Tuesday, December 11, 2012

SkyTruth Final Report

SkyTruth is a non-profit which provides expert analysis of various aerial images to reveal the "truth" that pictures speak louder than any words one's actions could say, including the action or non-action of any governmental bodies.  Their expert evaluation of the gulf oil spill revealed more than was being said to the media and resulted in a quicker fuller response to the disaster. We could all strive for such a target.   

Our class assisted SkyTruth by evaluating several LandSat images for the presence of Mountain Top Removal in the Appalachian Mountains.  Each group, about 5 members, was responsible for analyzing 2-4 images with various criteria.   The final collaboration is a poster presented from a pro or anti mining position.

Our Group 5  was assigned "pro" mining.   The group itself covered 10 time zones which challenged our level of cooperation and amount of sleep to be had between us.  Here's the team.

Karen Mathews, Grad, Group Leader
Robert Wilkinson, Grad
Alex Fowlkes
Michael Supranowicz
Mohamed M. Hussain

Each of us accepted a role in the presentation:

Alex Fowlkes stepped out as the "poster master". His quick wit to begin the layout design put us on a good path. He collected the elements as they were delivered and expertly placed them into their location, creating interest.

Robert Wilkinson, early on sent out quick research notes which helped to open our hunting skills for the pro-mining stance we were asked to support. He presented the Economy & Energy section.

Michael Supranowicz took on the Health sector which proved to be a challenge.

Mohamed M. Hussain, provided us with a wonderful map of the Group 5 area showing our final MTR polygons.

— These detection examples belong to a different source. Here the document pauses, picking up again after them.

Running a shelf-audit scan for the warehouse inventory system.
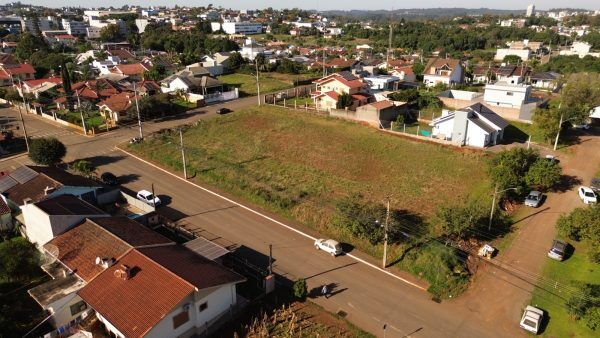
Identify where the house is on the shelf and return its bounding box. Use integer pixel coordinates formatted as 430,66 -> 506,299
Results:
0,63 -> 35,87
28,216 -> 175,329
430,103 -> 508,148
96,91 -> 140,122
355,100 -> 406,127
21,195 -> 108,246
529,72 -> 561,90
483,81 -> 531,108
423,58 -> 464,87
0,165 -> 101,207
78,245 -> 245,338
311,71 -> 370,109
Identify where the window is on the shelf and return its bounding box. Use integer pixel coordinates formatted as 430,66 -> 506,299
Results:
173,311 -> 190,329
71,300 -> 87,316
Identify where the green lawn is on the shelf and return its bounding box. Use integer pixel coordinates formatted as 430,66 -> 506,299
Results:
130,106 -> 489,256
531,241 -> 600,337
219,73 -> 295,96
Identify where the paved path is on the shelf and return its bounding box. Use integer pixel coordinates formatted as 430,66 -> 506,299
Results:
0,103 -> 598,337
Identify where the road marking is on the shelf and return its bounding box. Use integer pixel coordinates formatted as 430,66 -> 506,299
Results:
115,146 -> 427,291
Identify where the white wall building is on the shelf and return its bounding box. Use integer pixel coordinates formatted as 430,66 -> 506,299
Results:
483,81 -> 531,108
221,22 -> 262,35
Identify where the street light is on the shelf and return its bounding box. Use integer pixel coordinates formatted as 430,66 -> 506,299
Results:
488,184 -> 517,231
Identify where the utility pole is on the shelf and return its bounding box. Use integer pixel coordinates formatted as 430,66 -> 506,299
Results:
179,128 -> 187,180
17,78 -> 29,152
133,81 -> 144,139
76,92 -> 87,135
254,58 -> 260,106
381,196 -> 390,269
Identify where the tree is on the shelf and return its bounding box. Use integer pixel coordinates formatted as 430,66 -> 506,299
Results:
502,54 -> 521,64
525,158 -> 562,191
292,278 -> 308,300
29,137 -> 67,166
100,24 -> 120,42
335,93 -> 352,109
71,160 -> 96,177
488,148 -> 539,194
0,237 -> 39,281
533,108 -> 560,144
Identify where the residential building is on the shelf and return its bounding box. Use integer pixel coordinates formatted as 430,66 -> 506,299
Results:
78,245 -> 245,338
483,81 -> 531,108
61,19 -> 88,37
28,216 -> 175,331
21,195 -> 108,246
423,58 -> 464,87
430,103 -> 508,148
221,22 -> 262,35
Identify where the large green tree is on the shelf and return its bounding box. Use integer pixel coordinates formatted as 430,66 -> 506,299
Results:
29,137 -> 67,166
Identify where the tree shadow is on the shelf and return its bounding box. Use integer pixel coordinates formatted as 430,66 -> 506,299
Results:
552,175 -> 582,192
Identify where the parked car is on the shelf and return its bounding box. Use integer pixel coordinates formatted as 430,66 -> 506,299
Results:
137,190 -> 160,207
548,239 -> 568,261
578,186 -> 598,204
315,239 -> 342,257
525,190 -> 544,208
100,171 -> 119,185
590,177 -> 600,194
520,305 -> 544,334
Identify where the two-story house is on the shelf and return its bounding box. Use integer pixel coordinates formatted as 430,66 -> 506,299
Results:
423,58 -> 464,87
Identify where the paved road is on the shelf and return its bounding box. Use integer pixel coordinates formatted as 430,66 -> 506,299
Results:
0,104 -> 597,337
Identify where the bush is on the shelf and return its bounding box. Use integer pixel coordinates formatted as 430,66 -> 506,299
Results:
29,137 -> 67,166
292,278 -> 308,300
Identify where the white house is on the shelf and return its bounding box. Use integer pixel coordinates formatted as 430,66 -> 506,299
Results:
21,195 -> 108,246
221,22 -> 262,35
483,81 -> 531,108
430,103 -> 508,148
78,245 -> 245,338
423,58 -> 464,87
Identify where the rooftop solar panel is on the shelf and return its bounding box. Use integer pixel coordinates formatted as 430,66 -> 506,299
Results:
10,166 -> 38,184
0,176 -> 19,192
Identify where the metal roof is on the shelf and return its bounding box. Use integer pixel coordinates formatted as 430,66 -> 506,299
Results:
184,237 -> 230,261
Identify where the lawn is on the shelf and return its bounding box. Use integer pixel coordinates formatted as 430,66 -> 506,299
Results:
531,241 -> 600,337
219,73 -> 295,96
130,106 -> 489,257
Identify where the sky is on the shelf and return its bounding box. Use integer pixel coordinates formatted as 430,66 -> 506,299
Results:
8,0 -> 600,10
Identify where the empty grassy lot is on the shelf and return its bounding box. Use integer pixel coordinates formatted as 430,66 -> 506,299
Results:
531,241 -> 600,337
130,106 -> 489,251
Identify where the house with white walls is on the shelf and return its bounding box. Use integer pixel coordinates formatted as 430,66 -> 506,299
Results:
430,103 -> 508,148
78,245 -> 245,338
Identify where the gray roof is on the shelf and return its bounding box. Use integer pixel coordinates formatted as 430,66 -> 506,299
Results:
463,103 -> 508,129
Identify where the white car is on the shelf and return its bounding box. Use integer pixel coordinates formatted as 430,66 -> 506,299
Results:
519,305 -> 544,334
577,186 -> 598,204
137,190 -> 160,207
315,239 -> 342,257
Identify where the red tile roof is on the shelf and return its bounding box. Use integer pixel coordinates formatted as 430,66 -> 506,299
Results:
78,249 -> 195,338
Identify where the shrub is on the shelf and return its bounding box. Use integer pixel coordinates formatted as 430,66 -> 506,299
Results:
292,278 -> 308,300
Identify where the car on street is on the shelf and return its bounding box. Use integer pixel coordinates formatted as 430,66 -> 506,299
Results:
137,190 -> 160,207
548,239 -> 568,261
525,190 -> 544,208
577,186 -> 598,204
315,239 -> 342,257
519,305 -> 544,334
100,171 -> 119,185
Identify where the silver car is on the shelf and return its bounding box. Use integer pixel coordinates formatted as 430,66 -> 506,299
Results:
525,190 -> 544,208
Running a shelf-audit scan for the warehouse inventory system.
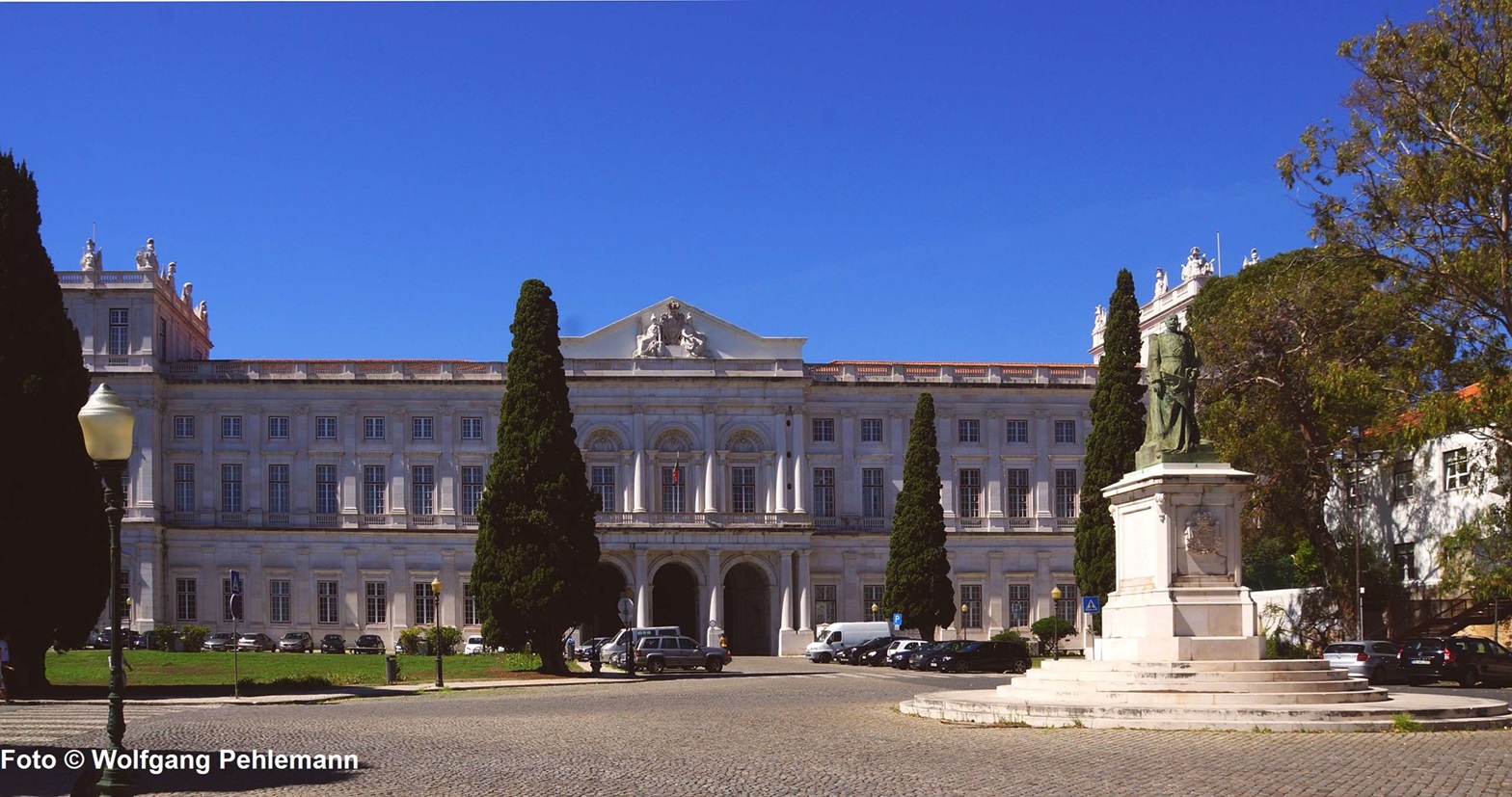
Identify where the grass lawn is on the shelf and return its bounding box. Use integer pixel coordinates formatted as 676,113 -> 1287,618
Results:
47,651 -> 541,688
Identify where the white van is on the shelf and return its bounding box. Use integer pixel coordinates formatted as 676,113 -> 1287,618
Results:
599,626 -> 682,667
803,620 -> 892,664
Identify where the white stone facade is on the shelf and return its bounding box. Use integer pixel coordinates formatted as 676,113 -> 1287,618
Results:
59,264 -> 1096,654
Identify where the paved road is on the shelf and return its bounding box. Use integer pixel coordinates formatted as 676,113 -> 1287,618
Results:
0,659 -> 1512,797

Karen Mathews, served as the group leader.  This required constant monitoring of our communication boards (school discussion board and email). many hours were spent relaying information between the group members and to see that the written sections stayed on point with the pro stance outcome. An important part was to set interior deadlines so that the total goal could be reached without straining the members.   It was my task to write the Land reclamation section, the background and the conclusion.   As each member completed their task, I reviewed it and submitted it to the group for final agreement. On occasion it was necessary to send a piece back to the drawing board for revision.  Also, an important task was to review the checklist to insure all of the elements of the assignment were completed.

In the end, all the members pulled together to create a good product.  We could all ask for additional tweekings to deliver an "excellent" result rather than a sufficient one. However, considering the circumstances which arose, a good product is acceptable and a great one would have been better.

It was a pleasure to serve as the lead in the project.

Here's a link to the final poster.

Group 5 - Sky Truth Poster

Wednesday, November 28, 2012

Skytruth Prep

We are now working as a team to analyze several sets of Landsat images for a 2010 evaluation of Mountain Top Removal Mining.   Although this portion not been a mountain top experience, it once again has been an experience for the record books.   Analyzing data that will be used by others on the web for future use is a first.  Understanding more about aerial photographs and how the layers of a Landsat image is clearer than before.  These pictures truly have more than a thousand words to share.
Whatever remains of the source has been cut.